The ‘Essence’ of things
Bullock has been characterised by his quest for the ‘essence’ of things through photographic excavation, reminding us of Kant’s distinction between things-in-themselves and appearances. 4. I can find no on-line reference that Bullock read Kant, but a number of statements that Bullock made suggest that he was familiar with the main thrust of the Critique of Pure Reason 5.
According to Kant we can never experience the ‘essence’ of things because our cognition is made up of more than the simple sense-data from those things. Our way of cognizing already individuates things in a certain way so that we can experience them. So we can only get to the appearances of things, not to the things-in-themselves.

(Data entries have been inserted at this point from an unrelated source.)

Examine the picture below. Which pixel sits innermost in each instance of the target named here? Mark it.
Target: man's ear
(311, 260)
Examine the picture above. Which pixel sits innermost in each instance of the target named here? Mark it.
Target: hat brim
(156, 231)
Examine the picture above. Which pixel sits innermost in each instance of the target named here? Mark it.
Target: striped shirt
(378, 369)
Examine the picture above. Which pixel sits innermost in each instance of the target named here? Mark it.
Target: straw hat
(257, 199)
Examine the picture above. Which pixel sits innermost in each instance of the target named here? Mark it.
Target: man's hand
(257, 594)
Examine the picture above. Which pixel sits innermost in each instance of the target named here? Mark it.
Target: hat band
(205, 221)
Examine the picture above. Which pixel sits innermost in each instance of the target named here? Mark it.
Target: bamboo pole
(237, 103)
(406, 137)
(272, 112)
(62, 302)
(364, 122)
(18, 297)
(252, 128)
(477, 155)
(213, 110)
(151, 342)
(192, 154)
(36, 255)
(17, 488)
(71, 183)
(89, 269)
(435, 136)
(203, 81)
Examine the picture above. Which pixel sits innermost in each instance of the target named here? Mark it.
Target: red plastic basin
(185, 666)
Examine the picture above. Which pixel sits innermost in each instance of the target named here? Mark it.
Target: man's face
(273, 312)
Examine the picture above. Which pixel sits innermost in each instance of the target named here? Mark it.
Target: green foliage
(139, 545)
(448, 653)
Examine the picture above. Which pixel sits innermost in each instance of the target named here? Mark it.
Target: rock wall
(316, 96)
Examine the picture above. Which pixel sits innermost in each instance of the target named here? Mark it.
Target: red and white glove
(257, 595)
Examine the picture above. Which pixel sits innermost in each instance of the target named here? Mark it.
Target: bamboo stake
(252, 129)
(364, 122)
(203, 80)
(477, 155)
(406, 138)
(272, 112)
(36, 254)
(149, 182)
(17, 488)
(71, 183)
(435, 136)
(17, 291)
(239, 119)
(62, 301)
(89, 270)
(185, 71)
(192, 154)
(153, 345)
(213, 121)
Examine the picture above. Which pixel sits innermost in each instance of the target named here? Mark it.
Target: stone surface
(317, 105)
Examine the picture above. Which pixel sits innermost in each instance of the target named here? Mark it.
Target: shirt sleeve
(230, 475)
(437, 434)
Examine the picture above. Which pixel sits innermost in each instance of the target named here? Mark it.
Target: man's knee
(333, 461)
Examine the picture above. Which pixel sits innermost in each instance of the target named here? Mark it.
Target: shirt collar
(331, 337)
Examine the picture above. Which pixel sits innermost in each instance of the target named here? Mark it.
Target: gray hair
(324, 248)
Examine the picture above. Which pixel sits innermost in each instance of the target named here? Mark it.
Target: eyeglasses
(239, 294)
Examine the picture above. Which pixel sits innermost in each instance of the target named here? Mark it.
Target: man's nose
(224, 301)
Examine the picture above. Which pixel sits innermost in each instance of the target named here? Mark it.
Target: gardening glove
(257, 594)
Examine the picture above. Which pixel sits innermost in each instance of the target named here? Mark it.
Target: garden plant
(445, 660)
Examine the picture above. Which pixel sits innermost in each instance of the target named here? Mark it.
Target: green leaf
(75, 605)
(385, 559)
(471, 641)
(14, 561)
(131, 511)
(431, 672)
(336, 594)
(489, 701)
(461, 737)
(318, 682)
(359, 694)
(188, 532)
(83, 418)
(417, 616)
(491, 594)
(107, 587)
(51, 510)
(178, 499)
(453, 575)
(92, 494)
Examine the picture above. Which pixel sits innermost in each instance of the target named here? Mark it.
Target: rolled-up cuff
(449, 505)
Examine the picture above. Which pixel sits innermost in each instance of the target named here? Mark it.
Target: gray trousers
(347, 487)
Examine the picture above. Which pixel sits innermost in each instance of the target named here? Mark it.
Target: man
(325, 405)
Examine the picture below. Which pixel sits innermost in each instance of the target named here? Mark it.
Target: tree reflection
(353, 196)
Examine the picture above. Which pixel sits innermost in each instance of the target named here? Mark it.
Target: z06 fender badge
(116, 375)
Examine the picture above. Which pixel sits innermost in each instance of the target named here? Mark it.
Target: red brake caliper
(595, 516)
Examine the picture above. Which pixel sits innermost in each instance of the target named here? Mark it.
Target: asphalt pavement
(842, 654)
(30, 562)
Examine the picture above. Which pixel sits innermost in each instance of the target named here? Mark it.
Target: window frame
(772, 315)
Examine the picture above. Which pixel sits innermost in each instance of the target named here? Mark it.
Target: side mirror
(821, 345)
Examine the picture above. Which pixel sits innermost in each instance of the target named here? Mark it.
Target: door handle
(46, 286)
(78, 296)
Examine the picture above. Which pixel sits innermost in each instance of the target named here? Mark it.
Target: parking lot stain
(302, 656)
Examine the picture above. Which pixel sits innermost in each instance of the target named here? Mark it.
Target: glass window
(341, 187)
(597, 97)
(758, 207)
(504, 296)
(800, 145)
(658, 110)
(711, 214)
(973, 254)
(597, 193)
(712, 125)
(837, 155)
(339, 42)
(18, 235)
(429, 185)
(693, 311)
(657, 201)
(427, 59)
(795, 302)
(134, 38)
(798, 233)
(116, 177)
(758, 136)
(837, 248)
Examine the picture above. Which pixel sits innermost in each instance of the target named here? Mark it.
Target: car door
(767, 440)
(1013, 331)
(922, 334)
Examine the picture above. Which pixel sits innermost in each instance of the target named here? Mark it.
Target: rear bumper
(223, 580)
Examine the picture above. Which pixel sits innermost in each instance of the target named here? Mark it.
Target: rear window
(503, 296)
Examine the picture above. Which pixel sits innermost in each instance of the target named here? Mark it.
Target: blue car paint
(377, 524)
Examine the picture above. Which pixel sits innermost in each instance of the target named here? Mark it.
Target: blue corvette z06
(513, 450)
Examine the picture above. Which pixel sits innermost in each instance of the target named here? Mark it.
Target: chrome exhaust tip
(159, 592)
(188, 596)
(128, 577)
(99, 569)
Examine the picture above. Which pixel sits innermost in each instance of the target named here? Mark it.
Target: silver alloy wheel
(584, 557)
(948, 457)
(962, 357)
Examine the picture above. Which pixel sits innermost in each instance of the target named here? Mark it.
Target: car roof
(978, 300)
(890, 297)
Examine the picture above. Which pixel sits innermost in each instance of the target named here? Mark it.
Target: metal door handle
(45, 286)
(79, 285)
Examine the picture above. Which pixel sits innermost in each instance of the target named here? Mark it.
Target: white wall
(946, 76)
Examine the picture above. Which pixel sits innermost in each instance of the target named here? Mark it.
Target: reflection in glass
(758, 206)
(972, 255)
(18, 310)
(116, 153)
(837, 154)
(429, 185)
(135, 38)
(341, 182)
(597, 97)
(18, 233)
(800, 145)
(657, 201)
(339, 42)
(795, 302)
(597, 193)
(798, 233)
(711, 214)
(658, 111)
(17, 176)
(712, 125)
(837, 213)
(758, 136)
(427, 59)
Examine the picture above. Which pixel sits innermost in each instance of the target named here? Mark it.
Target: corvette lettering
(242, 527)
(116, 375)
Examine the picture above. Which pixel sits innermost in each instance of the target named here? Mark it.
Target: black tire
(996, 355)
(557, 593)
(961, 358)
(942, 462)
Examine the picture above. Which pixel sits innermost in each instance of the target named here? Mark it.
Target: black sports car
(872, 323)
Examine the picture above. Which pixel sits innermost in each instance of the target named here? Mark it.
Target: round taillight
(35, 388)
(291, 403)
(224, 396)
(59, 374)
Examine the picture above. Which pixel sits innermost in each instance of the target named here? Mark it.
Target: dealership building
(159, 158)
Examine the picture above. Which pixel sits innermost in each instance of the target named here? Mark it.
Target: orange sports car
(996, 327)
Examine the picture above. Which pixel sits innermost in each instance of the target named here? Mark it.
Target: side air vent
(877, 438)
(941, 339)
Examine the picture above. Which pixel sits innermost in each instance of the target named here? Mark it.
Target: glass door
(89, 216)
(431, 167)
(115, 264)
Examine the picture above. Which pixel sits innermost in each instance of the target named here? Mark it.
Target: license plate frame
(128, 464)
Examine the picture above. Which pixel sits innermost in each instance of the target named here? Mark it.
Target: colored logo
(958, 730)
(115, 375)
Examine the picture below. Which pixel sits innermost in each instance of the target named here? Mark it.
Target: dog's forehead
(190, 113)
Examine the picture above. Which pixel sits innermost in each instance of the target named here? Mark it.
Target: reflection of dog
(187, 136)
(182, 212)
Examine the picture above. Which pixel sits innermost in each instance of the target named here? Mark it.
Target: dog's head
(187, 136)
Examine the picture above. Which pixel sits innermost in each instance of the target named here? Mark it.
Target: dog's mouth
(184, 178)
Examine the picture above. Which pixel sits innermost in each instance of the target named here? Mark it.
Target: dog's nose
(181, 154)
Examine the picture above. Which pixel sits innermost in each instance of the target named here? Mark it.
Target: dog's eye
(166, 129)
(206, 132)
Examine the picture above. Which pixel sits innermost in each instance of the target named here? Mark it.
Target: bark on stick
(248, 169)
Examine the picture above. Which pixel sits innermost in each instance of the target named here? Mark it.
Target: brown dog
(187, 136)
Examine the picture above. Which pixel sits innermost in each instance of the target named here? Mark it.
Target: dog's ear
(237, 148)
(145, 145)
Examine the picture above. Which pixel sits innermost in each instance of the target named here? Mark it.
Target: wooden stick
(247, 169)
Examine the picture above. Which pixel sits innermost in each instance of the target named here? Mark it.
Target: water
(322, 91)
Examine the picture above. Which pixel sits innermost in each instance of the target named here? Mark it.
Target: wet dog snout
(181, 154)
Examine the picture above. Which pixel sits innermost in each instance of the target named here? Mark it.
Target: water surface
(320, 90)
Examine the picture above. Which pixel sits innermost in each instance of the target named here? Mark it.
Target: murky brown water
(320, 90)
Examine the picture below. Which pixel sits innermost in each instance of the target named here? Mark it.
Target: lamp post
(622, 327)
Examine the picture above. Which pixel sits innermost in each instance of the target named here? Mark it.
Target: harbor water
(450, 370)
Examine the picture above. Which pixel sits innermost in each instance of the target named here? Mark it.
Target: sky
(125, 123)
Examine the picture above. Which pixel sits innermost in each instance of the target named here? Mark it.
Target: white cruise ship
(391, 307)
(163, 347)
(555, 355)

I think that such distinctions between things-in-themselves and appearances are mis-guided. So I do not subscribe to Bullock’s quest in these terms as it is philosophically non-sensical.
Symbols
Bullock also thought that ‘Reality’ is made up of symbols and that therefore the medium of photography with its one-to-one rendering of scenes is best placed to make sense of these symbols. Here I partly agree with him. I don’t think I have ever come across a satisfactory definition of ‘real’ but I do think that symbols are important in how we perceive the world.
Actually I would go further. I think pictures are like signs which occupy the same spaces as predicates in in well-formed sentences. This idea, first put forward by the American philosopher Peirce, enables us to think in terms of pictures and language being inextricably linked.
Events
Finally, and I think he was onto something here, Bullock learned to look at objects as ‘events’. Recognising that there are three space dimensions of time as well as a time dimension helped Bullock to see more acutely. He was fond of quoting Alfred North Whitehead:
Not only is the world more mysterious and queer than you think it is, but it’s queerer than you can think it is’.
A.N Whitehead
We can only speculate whether Bullock was familiar with Whitehead’s ontology of process and relations.
Final Words
When I look at Bullock’s pictures I see a photographer who had a keen sense of knowing how to see. It was as if he was able to go beyond the concepts that supposedly frame how we normally perceive things. I think this thought would have delighted him.
I finish with a beautiful You-Tube video of some of his pictures.
I am no philosopher and reading your posts challenges and informs ideas which bounce around in my head about photography ,for which I have no ‘tools’ to rationalise intellectually. Interested in your thoughts on the relationship between pictures and language.
Thanks for stopping by Robin. Thank you for your interest. I don’t find many photographers who care much about philosophy.
I have recently found your site and I am thoroughly enjoying the depth and intellectual stimulation that comes with it. I don’t see enough people commenting or engaging in a dialogue about the points your present so I will happily oblige from time to time if that is ok.
Regards,
Seth
Thank you Seth. Kind comments. May I ask whether you are a photographer and whether you share your work?